The Company Men: Will Anyone Sympathize WIth Laid-Off Executives?

Updated
The Company Men
The Company Men

The first trailer for The Weinstein Company's recession-era drama The Company Men is now out. The story of three corporate executives who are downsized, the film was written and directed by John Wells, executive producer of ER, The West Wing and Third Watch, and stars Ben Affleck, Tommy Lee Jones, Chris Cooper and Craig T. Nelson.

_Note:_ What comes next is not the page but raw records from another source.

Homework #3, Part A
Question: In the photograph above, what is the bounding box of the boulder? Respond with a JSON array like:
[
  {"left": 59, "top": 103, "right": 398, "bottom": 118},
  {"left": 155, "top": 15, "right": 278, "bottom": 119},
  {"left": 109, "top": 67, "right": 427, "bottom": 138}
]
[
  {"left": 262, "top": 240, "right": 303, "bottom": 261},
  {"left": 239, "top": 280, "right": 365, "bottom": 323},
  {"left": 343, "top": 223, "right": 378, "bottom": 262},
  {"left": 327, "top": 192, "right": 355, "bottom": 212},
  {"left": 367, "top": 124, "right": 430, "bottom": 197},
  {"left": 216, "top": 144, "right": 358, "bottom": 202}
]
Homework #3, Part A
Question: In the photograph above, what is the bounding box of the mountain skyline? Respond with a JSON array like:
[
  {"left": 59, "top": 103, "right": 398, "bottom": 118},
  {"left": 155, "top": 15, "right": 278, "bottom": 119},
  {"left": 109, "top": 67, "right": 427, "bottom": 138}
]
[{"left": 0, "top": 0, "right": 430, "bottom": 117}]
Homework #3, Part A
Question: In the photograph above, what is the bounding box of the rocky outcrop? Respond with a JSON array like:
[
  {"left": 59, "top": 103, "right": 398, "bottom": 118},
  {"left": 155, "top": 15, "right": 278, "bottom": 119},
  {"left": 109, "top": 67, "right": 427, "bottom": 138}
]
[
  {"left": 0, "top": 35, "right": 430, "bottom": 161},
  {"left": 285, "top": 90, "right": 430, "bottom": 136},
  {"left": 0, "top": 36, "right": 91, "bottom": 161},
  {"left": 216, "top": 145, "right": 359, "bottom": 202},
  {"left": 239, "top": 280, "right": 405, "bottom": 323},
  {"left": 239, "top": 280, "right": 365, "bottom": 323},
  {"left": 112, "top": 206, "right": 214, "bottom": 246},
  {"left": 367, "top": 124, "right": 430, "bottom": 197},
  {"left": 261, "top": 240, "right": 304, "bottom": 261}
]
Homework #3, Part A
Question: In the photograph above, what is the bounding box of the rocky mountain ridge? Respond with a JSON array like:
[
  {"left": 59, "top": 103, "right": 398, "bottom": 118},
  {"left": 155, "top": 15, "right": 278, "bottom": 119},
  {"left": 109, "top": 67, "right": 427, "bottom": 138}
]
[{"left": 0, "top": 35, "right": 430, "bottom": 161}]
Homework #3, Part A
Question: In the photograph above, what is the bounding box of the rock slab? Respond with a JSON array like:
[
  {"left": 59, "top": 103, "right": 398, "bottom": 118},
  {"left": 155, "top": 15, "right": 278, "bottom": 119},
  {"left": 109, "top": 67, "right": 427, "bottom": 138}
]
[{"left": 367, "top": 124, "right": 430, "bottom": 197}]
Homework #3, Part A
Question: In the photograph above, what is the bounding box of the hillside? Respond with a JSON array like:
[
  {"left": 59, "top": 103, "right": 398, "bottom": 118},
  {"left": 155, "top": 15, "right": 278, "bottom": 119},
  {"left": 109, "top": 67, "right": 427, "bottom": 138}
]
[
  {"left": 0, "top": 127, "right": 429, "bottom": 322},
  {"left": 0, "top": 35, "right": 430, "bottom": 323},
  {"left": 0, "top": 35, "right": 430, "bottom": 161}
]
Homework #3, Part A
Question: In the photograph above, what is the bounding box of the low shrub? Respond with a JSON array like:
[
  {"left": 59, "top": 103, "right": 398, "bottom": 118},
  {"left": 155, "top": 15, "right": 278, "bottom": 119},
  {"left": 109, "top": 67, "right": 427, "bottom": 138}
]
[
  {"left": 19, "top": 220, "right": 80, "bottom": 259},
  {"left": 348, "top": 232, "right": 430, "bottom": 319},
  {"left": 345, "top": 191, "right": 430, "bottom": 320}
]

The Company Men isn't Hollywood's first take on the Great Recession: Up in the Air covered similar turf in 2009 with its examination of a corporate hit man hired to fly in and fire downsized workers. But the new film's square-jawed men in suits are a few steps up the food chain from Up in the Air's middle managers. Affleck's character, Bobby Walker, is a 37-year-old executive who drives a Porsche and spends his mornings playing golf at the country club. Unceremoniously dumped from the dizzying heights of the boardroom, he ends up doing construction work with his brother-in-law while he searches for another white-collar job.

Wells's decision to focus on the top of the corporate ladder is bold. For the last few years, America's executive class has been a handy scapegoat for our economic woes. Instead of buying into the established class-warfare narrative, The Company Men seems to be suggesting that the slow slide of American business has undermined American society at all levels -- even the top. But with unemployment still at dizzyingly high numbers, it remains to be seen whether Wells can convince America to shed a tear for the man in the gray flannel suit.